Dönüşüm
Carsen Edwards, Fenerbahçe'de bulamadığı istikrarı Bayern Münih'te yakalayıp sessizce All-EuroLeague ilk beşine yükselirken; TJ Shorts, fiziksel dezavantajlarını zekâsı ve temposuyla avantaja çevirerek Paris Basketball'un lideri oldu. Theo Maledon, NBA sonrası ASVEL formasıyla EuroLeague tarihine adını yazdırırken, Marko Guduric ise Fenerbahçe Beko'da hem liderlik rolünü hem de oyun zekâsını üst seviyeye taşıdı. Panathinaikos'un Amerikalı yıldızı Kendrick Nunn, Avrupa'daki ilk sezonunda patlama yaparken; Evan Fournier ise Olympiakos'ta yılların tecrübesini yeniden parlatmayı başardı. Her biri kendi yolunda ilerledi, ama hepsi EuroLeague'in kaderini değiştiren oyuncular arasında yer almayı başardı.
YÜKSELEN AKIL
MARKO GUDURIC
(FENERBAHÇE BEKO)
Fenerbahçe Beko’nun saha içi liderlerinden Marko Guduric, 2024-25 sezonunda hem sorumluluk hem de skor anlamında çıtayı yükseltti; oyunu yönlendirme becerisi ve soğukkanlılığıyla sezonun en çok takdir toplayan isimlerinden biri oldu.
SAİT YARDIMCI
Marko Guduric, yıllardır Fenerbahçe Beko’nun hücum organizasyonlarının beyni konumunda. Ancak bu sezon Sırp yıldız kariyerinin en olgun ve üretken dönemlerinden birini yaşadı. Koç Sarunas Jasikevicius’un gelişiyle birlikte daha sistemli ve kolektif yapıya bürünen Fenerbahçe’de topun yönünü belirleyen, kritik anlarda sorumluluk alan ve temposunu iyi ayarlayan bir lider hâline geldi. 13.6 sayı, 4.4 asist ve 3.2 ribaunt ortalamalarıyla oynayan Guduric, sayı üretiminin yanı sıra ikili oyunlardaki ustalığıyla da takım arkadaşlarının verimini yukarı çekti.

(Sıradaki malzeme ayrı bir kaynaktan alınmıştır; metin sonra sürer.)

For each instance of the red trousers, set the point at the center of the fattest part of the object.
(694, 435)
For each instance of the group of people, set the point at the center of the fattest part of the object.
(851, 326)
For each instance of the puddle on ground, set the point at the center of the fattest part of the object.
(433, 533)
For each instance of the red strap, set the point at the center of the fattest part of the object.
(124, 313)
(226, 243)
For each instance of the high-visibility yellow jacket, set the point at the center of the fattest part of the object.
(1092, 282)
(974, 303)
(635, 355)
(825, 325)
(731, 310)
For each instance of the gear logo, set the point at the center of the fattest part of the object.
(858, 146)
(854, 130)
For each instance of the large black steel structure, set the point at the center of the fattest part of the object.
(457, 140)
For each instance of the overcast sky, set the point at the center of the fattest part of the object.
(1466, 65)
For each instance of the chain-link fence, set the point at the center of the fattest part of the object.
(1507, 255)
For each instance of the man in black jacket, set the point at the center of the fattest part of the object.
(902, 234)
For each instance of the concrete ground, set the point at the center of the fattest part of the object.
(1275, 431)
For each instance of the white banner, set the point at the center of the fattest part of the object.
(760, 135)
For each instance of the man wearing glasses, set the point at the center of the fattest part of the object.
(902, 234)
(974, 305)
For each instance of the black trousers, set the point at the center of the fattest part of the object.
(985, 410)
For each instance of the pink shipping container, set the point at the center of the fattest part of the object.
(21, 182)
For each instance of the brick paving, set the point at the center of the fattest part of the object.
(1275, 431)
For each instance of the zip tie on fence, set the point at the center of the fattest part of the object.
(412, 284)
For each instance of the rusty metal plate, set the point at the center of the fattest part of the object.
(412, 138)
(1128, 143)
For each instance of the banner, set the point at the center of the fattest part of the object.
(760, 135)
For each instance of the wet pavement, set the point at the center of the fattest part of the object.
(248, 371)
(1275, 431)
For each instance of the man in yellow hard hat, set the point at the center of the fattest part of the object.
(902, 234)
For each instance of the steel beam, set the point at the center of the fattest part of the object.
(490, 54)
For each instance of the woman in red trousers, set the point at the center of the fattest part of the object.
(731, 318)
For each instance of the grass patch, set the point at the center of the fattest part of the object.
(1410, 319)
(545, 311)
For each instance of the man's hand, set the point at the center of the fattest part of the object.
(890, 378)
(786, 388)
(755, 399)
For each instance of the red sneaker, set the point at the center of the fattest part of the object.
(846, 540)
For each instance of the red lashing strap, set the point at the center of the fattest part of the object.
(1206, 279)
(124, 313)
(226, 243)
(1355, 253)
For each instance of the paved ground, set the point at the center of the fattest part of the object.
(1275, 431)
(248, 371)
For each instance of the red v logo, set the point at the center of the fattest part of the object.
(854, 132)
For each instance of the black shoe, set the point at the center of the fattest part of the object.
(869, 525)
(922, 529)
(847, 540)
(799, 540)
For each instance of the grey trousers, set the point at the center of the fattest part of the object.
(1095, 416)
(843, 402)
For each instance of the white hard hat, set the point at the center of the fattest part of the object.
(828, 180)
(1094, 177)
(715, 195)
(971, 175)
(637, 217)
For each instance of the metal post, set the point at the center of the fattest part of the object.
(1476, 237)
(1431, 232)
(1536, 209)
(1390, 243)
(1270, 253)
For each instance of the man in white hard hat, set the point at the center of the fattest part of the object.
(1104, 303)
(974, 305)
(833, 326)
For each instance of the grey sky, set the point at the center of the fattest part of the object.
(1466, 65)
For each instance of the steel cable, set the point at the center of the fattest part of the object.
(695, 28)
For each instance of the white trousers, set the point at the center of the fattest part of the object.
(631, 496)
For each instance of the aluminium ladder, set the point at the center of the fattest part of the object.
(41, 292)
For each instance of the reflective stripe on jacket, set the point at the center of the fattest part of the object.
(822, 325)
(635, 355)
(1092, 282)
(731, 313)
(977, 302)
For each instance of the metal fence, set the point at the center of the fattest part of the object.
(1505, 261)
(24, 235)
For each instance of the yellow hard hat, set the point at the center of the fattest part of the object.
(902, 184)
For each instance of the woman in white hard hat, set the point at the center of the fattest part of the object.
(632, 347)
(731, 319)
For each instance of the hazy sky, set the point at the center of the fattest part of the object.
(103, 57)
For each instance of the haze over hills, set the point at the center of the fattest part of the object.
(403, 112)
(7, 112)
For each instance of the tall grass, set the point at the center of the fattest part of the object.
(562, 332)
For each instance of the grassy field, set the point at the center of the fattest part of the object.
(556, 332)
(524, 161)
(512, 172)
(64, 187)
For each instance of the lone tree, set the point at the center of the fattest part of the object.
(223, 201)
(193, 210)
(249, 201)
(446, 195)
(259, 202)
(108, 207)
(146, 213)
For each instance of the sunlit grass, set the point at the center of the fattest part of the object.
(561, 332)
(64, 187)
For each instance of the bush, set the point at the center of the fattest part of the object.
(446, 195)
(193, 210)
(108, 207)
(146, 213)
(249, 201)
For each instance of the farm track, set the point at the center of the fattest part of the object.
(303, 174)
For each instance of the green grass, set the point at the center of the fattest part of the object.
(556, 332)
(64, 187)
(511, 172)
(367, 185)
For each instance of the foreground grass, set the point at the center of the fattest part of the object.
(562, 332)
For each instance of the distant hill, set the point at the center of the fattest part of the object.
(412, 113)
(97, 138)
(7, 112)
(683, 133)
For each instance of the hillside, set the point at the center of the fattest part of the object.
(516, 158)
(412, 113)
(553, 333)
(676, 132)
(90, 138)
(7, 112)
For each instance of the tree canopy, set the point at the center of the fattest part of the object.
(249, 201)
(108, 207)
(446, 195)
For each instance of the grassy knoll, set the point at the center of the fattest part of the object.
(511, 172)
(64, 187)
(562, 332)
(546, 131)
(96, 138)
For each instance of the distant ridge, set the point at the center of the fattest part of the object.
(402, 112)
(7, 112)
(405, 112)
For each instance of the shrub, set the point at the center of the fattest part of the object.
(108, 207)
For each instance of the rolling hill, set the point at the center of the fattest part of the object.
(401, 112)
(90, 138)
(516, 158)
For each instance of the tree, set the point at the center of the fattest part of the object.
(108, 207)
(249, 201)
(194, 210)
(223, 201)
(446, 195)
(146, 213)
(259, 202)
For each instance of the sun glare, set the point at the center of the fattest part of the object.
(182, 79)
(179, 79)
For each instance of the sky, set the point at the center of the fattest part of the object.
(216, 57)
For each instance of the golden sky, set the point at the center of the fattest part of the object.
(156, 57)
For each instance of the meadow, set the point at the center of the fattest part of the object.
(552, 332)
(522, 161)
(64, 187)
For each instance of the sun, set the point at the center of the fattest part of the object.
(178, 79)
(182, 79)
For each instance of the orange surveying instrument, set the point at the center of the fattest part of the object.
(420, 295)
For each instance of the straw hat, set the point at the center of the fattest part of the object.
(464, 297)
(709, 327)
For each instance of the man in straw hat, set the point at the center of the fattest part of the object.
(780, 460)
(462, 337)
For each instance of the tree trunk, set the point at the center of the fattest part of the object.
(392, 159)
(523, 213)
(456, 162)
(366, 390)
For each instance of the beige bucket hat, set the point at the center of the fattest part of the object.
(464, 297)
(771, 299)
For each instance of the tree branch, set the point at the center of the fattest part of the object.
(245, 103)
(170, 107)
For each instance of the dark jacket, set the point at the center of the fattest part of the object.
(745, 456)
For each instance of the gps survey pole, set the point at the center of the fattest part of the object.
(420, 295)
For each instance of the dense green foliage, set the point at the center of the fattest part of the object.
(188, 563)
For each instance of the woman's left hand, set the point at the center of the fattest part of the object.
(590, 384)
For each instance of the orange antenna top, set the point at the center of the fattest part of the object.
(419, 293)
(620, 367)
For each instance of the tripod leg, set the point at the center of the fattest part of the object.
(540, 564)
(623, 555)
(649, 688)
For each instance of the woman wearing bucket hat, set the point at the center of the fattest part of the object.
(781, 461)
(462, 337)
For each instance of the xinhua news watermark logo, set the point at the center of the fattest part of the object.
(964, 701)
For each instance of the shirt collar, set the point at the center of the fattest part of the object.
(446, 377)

Sahada her zaman dengeli kalan Marko Guduric, savunmanın en yoğun baskısını hissettiği anlarda dahi panik yapmadan doğru kararları verebilmesiyle öne çıktı ve clutch time içinde maçı kapatan sayılarla ya da kilit pasları ile bu sene verimli bir sezon geçirdi. Aslında en verimli olduğu kısa forvet pozisyonuna yakın oynadığında ya da şapkadan tavşan çıkarmaya çalışmadığı saf yeteneklerinin uyguladığı anlarda hep değer üretmişti.
Güçlü dripling sonrası dış şut tehdidi, penetre sonrası asist kalitesi ve topsuz oyundaki pozisyon bilgisi, Fenerbahçe hücumlarının yapı taşlarından biri olmasını sağladı. Koç Jasikevicius’un set temposunu bozmadan oynayan Guduric, özellikle 4. çeyreklerde sıkça sorumluluk alarak “gizli yıldız” olarak öne çıktı. Bu sene azalan top kaybı da çok
net şekilde oyununa ve verimliliğine yansıdı.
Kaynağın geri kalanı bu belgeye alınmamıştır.